Rostow resta longtemps adossé contre la muraille, suivant des yeux les héros de la fête, pendant qu’un douloureux travail intérieur s’accomplissait en lui. Des doutes terribles envahissaient son âme, et il ne pouvait leur donner de solution satisfaisante. Il pensait à Denissow, à son indifférence chagrine, à sa soumission inattendue ; il revoyait l’hôpital, sa saleté, ses épouvantables maladies, ces bras et ces jambes qui manquaient, et il croyait encore sentir l’odeur du cadavre. Cette impression fut si vive, qu’il chercha instinctivement autour de lui d’où elle lui montait à la gorge. Il pensait à Bonaparte, à son air satisfait, à Bonaparte empereur, aimé et respecté de son souverain bien-aimé ! Mais alors, pourquoi tous ces membres mutilés ? pourquoi tous ces gens tués ? D’un côté, Lazarew décoré, de l’autre Denissow puni sans espoir de grâce !… Et il s’effrayait lui-même du tour que prenaient ses réflexions.

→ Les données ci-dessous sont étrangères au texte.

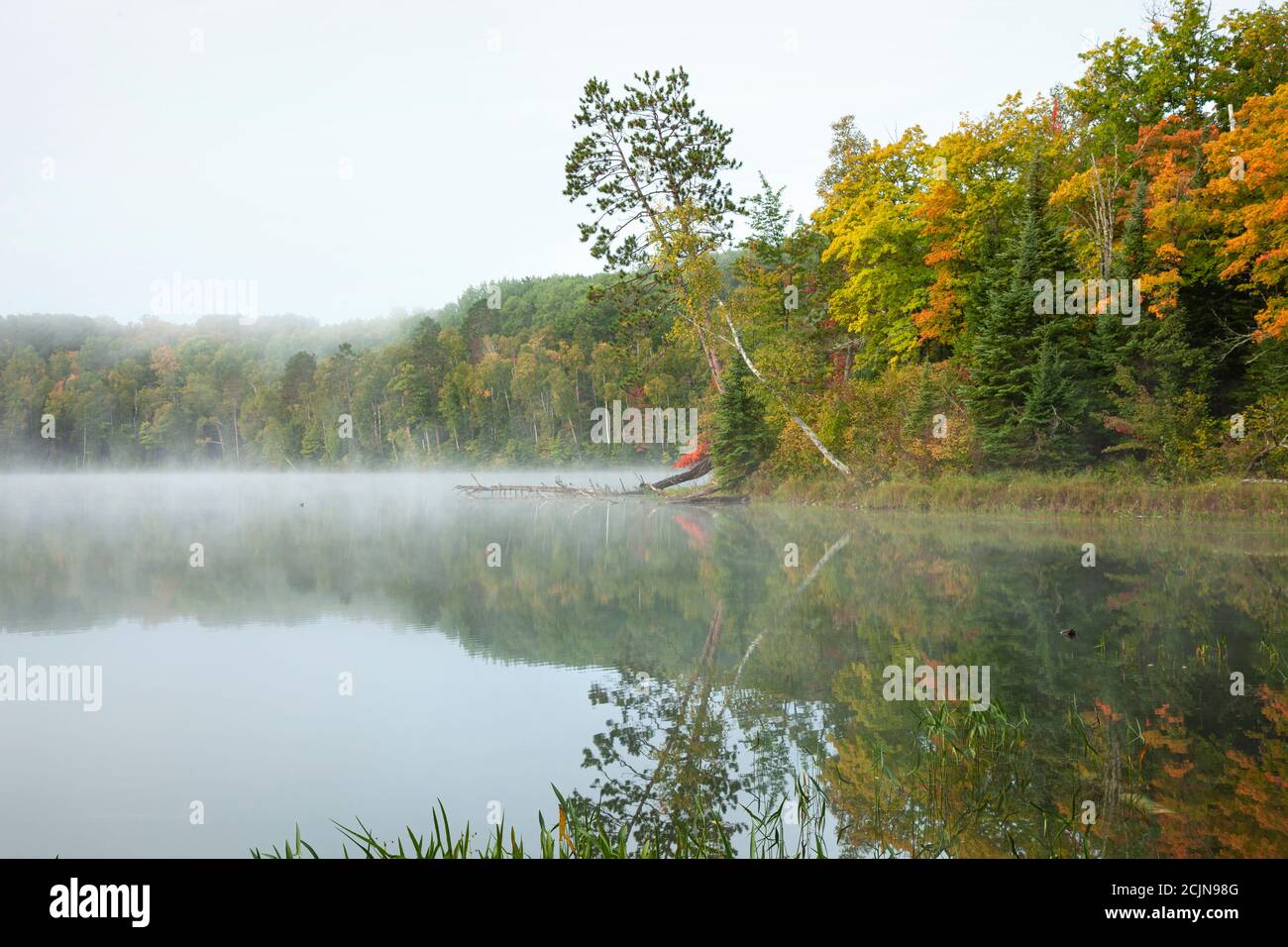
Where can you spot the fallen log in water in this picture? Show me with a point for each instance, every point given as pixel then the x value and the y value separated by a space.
pixel 595 491
pixel 592 491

La faim et le fumet des plats le tirèrent de cette rêverie, et comme, après tout, il fallait manger avant de s’en retourner, il entra dans l’auberge voisine. Un grand nombre d’officiers, arrivés comme lui en habit civil, y étaient réunis, et ce fut à grand’peine qu’il parvint à se faire servir à dîner. Deux camarades de sa division se joignirent à lui : on causa de la paix, et tous, comme du reste la majeure partie de l’armée, en exprimèrent leur mécontentement. Ils assuraient que si on avait tenu bon après Friedland, Napoléon était perdu, parce qu’il n’avait plus ni vivres ni munitions. Nicolas mangeait en silence et buvait encore plus qu’il ne mangeait ; deux bouteilles de vin y avaient déjà passé, et cependant le chaos qui était dans sa tête l’accablait toujours et ne se débrouillait pas ; il avait peur de s’abandonner à ses pensées et ne pouvait parvenir à les écarter. Tout à coup, à la réflexion d’un officier qui disait que la vue des Français était chose humiliante, il s’écria, avec une violence que rien ne justifiait dans ce moment et qui étonna son voisin, qu’il ne lui convenait pas de juger ce qui aurait le mieux valu. Sa figure s’empourpra :

« Comment pouvez-vous censurer les actions de l’Empereur ? poursuivit-il. Quel droit avons-nous de le faire ? Nous ne connaissons ni son but, ni son mobile !

— Mais je n’ai pas dit un mot de l’Empereur, reprit l’officier, ne pouvant attribuer qu’à l’ivresse cette étrange sortie.